Oui, bien sûr ! Je suis un énorme fan des Allman Brothers : Gregg Allman était mon héros ! Je me souviens de regarder ce groupe avec mon père. Je me souviens quand j'avais 12 ans, il m'a dit : "Fils, écoute ça, c’est de la vraie musique !" et puis, il a mis le live "At Fillmore East". C'est un moment charnière pour moi en tant que fan de musique : j’ai découvert la
slide guitar, le son de Gregg, sa voix… et j'ai donc voulu leur rendre hommage dans cette chanson que j'ai écrite à propos de mon père.
Et as-tu eu la chance de rencontrer Gregg Allman ?

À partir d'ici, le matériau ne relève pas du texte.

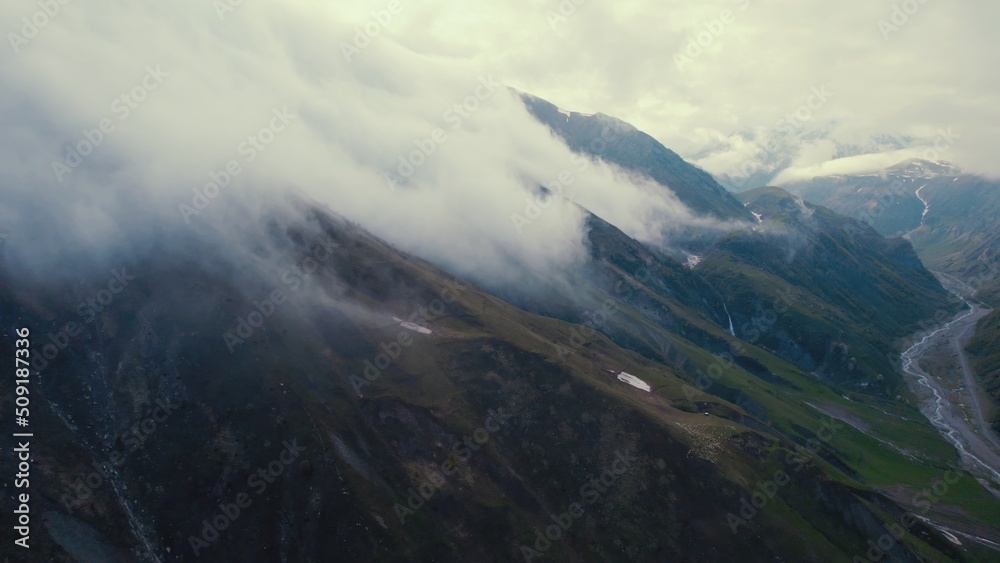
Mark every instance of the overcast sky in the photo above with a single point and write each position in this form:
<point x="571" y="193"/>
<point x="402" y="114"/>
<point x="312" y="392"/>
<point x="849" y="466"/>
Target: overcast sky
<point x="346" y="93"/>
<point x="937" y="70"/>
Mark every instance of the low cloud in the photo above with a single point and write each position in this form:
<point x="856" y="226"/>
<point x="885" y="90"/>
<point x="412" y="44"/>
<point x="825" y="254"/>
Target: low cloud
<point x="125" y="122"/>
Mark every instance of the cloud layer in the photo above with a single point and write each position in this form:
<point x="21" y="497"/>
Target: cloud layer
<point x="123" y="119"/>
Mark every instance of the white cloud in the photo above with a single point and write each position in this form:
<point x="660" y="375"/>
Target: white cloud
<point x="226" y="82"/>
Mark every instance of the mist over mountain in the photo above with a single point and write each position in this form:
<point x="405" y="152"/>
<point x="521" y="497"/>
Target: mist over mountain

Oui, j'ai vu Greg plusieurs fois…
Avec ton père ?
Non, pas avec mon père. Mais j’ai dû voir les Allman Brothers probablement une cinquantaine de fois avant que Gregg nous quitte et j'ai eu la chance de le rencontrer à deux occasions différentes où j’ai pu entrer dans le bus de Gregg pour lui dire bonjour. C'était super cool.
Tu interprètes le très rock’n’roll ‘Summer Down South’ avec The Cadillac Three dont tu portes la casquette…
… Exact, mec !
… qui jouent une part importante dans ta production. Peux-tu nous en dire un peu plus sur tes relations avec ce groupe ?
Tu sais, j'ai connu Jaren (NdStruck : Jaren Johnston) quand j'avais 16 ans. Il a toujours été un meneur mais c’est également un frère. Il fera tout ce qui est possible pour t’aider. Et avoir la possibilité de travailler avec Jaren était incroyable.
Toujours concernant les invités, tu interprètes le titre ‘Fire Me Up’ qui est très typé rock sudiste, avec Maggie Rose qui est plutôt une chanteuse soul…
C’est vrai !
… Peux-tu nous en dire plus sur cette rencontre artistique ?
Maggie et moi, nous nous sommes rencontrés quand j'étais en train de jouer dans mon groupe de collège, notre guitariste de l’époque jouait avec elle depuis un certain temps et elle avait une voix monstrueuse pour une jeune fille. Et je me suis dit qu’elle allait faire l’affaire, sachant que cette chanson me rappelle The Black Crowes.
Et joues-tu ce titre sur scène ?
Bien sûr !
Et comment parviens-tu à le faire sans elle ?
Evidemment, il n’y a pas de voix féminine mais il y aura des échanges avec le bassiste qui chante certaines de ses parties, mais pas toutes.
‘Wild, Free & Easy’ est plutôt orienté country contemporaine…
C’est vrai !
… A cet égard, est-ce qu’un groupe comme les Rascal Flatts peut être considéré comme une influence te concernant ?
Non. J’ai écrit cette chanson sur ma ville, sur la vie jeune, quand on se sentait tous invincibles. C'est une ode à ma ville. On a passé beaucoup de temps à Nashville et quand j'ai signé le contrat avec mon label l’an dernier, nous sommes retournés chez nous et cette chanson, chaque nuit, me fait revenir chez moi.
Cette période te manque-t-elle ?
Oui...
Te considères-tu plus heureux à l’époque ou aujourd’hui ?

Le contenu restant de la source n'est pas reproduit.